Britain's membership in the European Union ends today at 11 p.m. British time, or midnight European time. The Union Jack, which now flies among the other member nations' flags outside of E.U. buildings, will be lowered. On Wednesday, the European Parliament voted to accept the terms of Britain's departure -- a formality by then -- and after the vote, European Parliament members pulled off their interpretation headphones, stood up, and sang "Auld Lang Syne," saying farewell to their former colleagues. After 47 years, Britain will be an E.U. member state no more.
Other than that, at least for the moment, don't expect a whole lot of change. British prime minister Boris Johnson finally succeeded in getting Brexit done by kicking the hard decisions down the road. He promised the remaining E.U. member states that Britain would abide by E.U. rules until the end of 2020, by which time Britain and the E.U. will have negotiated a new trade relationship. Or at least that's the plan.
It's a plan that's not very likely to come true, though. Brexit was voted in by referendum in the U.K. on June 23, 2016. Since then, British prime ministers Theresa May and Johnson have worked hard to negotiate a deal that would be acceptable to both the European Parliament and the British Parliament, and they failed again and again. Johnson is one of Brexit's most visible supporters, and his party's strong showing in a general election last month constituted a clear mandate from the British people to get Brexit finished and done with already. So he cleverly sidestepped the sticking points in Britain's negotiation with the E.U. by agreeing to formally leave the E.U. on January 31, but continue abiding by its rules until the end of the year while the two sides work out a deal.
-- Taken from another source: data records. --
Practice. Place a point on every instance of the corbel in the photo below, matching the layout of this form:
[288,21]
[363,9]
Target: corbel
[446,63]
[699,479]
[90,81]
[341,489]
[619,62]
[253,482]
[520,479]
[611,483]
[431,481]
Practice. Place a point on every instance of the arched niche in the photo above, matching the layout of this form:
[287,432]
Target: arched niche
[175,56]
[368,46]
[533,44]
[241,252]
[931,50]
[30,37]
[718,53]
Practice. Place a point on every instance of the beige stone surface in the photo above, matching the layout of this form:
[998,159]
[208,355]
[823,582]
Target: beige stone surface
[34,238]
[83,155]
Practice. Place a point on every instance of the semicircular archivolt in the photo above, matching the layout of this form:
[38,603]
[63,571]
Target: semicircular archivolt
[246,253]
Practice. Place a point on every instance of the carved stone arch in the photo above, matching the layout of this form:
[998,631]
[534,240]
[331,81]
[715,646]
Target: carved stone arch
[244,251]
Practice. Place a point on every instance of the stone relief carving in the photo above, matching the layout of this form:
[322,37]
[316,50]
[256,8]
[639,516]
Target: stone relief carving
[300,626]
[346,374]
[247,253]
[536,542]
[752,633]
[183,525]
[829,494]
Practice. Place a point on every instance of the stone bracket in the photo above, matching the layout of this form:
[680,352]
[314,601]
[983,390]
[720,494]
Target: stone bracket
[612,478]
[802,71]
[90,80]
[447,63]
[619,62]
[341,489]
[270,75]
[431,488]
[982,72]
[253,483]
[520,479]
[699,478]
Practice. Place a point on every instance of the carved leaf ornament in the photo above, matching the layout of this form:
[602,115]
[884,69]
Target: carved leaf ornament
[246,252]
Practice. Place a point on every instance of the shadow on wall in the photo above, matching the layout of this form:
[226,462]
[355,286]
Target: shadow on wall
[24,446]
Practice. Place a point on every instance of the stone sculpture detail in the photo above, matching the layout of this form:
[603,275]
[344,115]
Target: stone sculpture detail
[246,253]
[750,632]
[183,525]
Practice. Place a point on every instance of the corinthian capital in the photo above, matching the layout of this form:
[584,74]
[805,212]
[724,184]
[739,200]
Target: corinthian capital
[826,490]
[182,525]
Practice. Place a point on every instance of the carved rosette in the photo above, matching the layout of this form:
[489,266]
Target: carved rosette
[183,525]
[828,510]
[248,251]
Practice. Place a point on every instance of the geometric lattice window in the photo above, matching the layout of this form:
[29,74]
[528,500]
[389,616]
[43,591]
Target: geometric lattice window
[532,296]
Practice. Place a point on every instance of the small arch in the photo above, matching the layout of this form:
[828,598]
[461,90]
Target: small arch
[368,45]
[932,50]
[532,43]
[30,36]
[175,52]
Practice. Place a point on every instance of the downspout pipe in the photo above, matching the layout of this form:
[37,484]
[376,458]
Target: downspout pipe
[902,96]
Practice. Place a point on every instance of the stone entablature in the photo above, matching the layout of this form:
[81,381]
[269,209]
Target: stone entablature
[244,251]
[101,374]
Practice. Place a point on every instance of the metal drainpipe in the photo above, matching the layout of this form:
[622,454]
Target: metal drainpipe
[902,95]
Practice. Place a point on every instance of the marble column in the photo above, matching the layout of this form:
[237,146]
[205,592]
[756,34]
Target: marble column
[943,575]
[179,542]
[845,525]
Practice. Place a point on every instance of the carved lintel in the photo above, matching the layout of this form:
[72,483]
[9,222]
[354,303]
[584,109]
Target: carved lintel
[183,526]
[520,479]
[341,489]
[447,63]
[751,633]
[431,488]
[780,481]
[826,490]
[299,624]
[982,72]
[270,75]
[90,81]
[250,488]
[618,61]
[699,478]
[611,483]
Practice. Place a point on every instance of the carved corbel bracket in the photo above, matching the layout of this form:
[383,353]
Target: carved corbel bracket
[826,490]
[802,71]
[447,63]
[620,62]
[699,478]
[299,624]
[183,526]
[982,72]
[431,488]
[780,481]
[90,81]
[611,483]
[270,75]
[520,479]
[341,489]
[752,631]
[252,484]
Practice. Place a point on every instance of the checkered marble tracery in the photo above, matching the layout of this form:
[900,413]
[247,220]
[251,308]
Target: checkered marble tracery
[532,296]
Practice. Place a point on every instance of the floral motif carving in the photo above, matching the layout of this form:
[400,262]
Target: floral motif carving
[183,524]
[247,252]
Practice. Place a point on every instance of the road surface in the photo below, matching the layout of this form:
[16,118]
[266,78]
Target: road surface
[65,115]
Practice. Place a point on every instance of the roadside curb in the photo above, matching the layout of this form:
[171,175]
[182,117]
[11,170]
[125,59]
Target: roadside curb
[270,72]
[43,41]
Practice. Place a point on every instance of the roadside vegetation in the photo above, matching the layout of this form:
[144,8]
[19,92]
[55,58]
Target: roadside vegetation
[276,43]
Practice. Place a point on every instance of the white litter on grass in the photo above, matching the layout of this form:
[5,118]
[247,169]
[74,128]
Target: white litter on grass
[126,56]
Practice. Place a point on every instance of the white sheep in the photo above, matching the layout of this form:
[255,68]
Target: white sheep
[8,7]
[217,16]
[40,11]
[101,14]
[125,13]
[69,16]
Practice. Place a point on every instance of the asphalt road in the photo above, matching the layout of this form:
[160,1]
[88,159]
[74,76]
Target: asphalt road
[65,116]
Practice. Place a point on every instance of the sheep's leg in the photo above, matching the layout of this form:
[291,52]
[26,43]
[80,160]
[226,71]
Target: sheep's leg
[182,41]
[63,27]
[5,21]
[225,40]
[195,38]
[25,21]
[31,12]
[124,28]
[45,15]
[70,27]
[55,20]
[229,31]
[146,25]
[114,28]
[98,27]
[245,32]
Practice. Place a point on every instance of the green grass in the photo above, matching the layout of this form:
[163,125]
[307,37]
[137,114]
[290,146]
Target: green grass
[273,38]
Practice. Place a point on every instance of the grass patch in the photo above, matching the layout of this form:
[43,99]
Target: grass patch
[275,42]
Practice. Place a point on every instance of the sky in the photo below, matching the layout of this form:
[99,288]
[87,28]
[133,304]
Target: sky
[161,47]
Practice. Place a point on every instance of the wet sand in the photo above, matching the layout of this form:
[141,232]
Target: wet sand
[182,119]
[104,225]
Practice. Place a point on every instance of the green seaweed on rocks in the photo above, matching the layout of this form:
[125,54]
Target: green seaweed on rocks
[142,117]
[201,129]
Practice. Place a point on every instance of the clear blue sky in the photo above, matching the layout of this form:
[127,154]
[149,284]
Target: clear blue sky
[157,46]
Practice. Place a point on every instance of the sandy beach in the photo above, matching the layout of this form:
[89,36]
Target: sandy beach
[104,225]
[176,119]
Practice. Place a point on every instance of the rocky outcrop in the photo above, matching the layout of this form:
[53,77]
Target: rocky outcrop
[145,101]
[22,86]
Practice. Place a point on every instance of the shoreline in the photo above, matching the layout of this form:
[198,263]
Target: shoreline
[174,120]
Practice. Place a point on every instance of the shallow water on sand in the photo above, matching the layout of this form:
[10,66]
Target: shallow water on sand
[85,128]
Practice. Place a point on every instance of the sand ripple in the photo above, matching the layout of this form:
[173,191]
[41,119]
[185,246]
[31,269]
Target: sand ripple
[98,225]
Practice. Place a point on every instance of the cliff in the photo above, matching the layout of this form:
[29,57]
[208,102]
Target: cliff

Can they do it? The U.K. and E.U. will not even formally begin negotiating until March 3, leaving them less than 10 months to complete a deal that they have been unable to work out in more than three and a half years. Admittedly, with a solid majority for his Conservative Party in Parliament and a clear popular mandate, Johnson will have an easier time getting his Brexit deal approved in Britain than May did before him. But trade deals are complex things and European politicians never do anything quickly. I just don't think they have enough time.
There's a "cliff edge."
What happens if they don't? Things could get sticky. Leaked E.U. documents speak of a "cliff edge" if no deal is reached by the end of the year. At that point, Britain will "crash out" of the E.U. -- that is, leave without a trade agreement, also called hard Brexit. Of course, December 31, 2020, is an arbitrary deadline set by Johnson, and he can likely get an extension if he wants one. But he's promised to make no extensions and it's easy to see why. Starting tomorrow, the situation between the U.K. and E.U. will be what some Brexit supporters derisively call BINO -- Brexit in name only. That is, Britain will be formally out of the E.U., but since it will still be following the bloc's rules, not much will actually change.
So Johnson doesn't want to extend the deadline. On the other hand, economists have issued dire warnings about the effect of a no-deal Brexit, and ordinary people in Britain have been stockpiling things like canned tuna fish in anticipation of Brexit-related shortages. Presumably, Johnson doesn't want that either.
Add it all up, and people living in Britain, Britons living in Europe, and Americans who do business with either are in the same boat as before, facing a lot of unknowns. Just like before Brexit took effect, we'll have to wait and see how it all plays out.